On the morning of my ride, owners in long flowing robes crossed the dunes and walked alongside their herd. The scene looked like it a sepia-tinted photograph from a history book, except the two Bedouin were talking on cell phones. Okay, I thought — digital age dromedaries.
They cushed the camels (lowered to a kneeling position) and covered their basic saddles with blankets. Stirrups are not part of a camel’s gear, so one grips the tufts of hair atop the hump. To get on, I flung one leg over the beast, feeling my yoga class stretches coming into use. I casually shimmied my butt into place and hunkered down.
Suddenly, my camel erupted upward nearly tossing me off its back as it leaped to its fore-knees. Then, in a two-stage process, its back legs extended, and I was nearly catapulted forward over its head. I then found myself riding at the height that would guarantee a slam dunk into a basketball net. Woo-hoo!

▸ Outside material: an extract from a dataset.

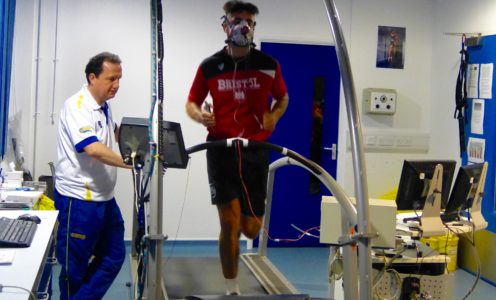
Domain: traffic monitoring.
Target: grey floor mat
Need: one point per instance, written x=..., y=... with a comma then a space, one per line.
x=186, y=276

The first few minutes gave me a bumpy, disconcerting ride, as my body jostled to and fro. But soon I began to adapt and enjoy the feel of the gentle compression of my camel’s hooves into the sandy sea. The view on camelback is spectacular, you’re about twice as high as when riding a horse and the desert scenery gorgeous.
Later in the month, I found myself at the Safari Wilderness Ranch in Central Florida. Believe it or not, I mounted a camel here for another ride. They use an easier method to get of on and off, but honestly it’s not as much fun nor as hair-raising as my original. Polk County camel riders step up onto a platform at the dromedary’s height. Then, riders simply toss a foot over. The camel does not rise or descend. In Florida, the saddles had metal frames which guarantee a secure ride.
Once beyond the loading zone, the sensation of riding is identical, except the safari traverses grass instead of sand. While riding through Wilderness Park I saw zebras, lemurs, wart hogs, cattle, deer, antelope and Water Buffalo. Safari Wilderness Ranch is not a zoo or theme park. There are no crowds and no lines; it’s a natural adventure with guides who explain the herds of exotic game. Safari vehicles fitted with shade canopies offer an alternative tour.
I highly recommend a trip to Jordan; the country is safe, the people are friendly and the archeological ruins outstanding. A camel ride across the desert is a cherished memory, but I have to admit, a three-hour car ride gave me a similar, close encounter with the humped beasts.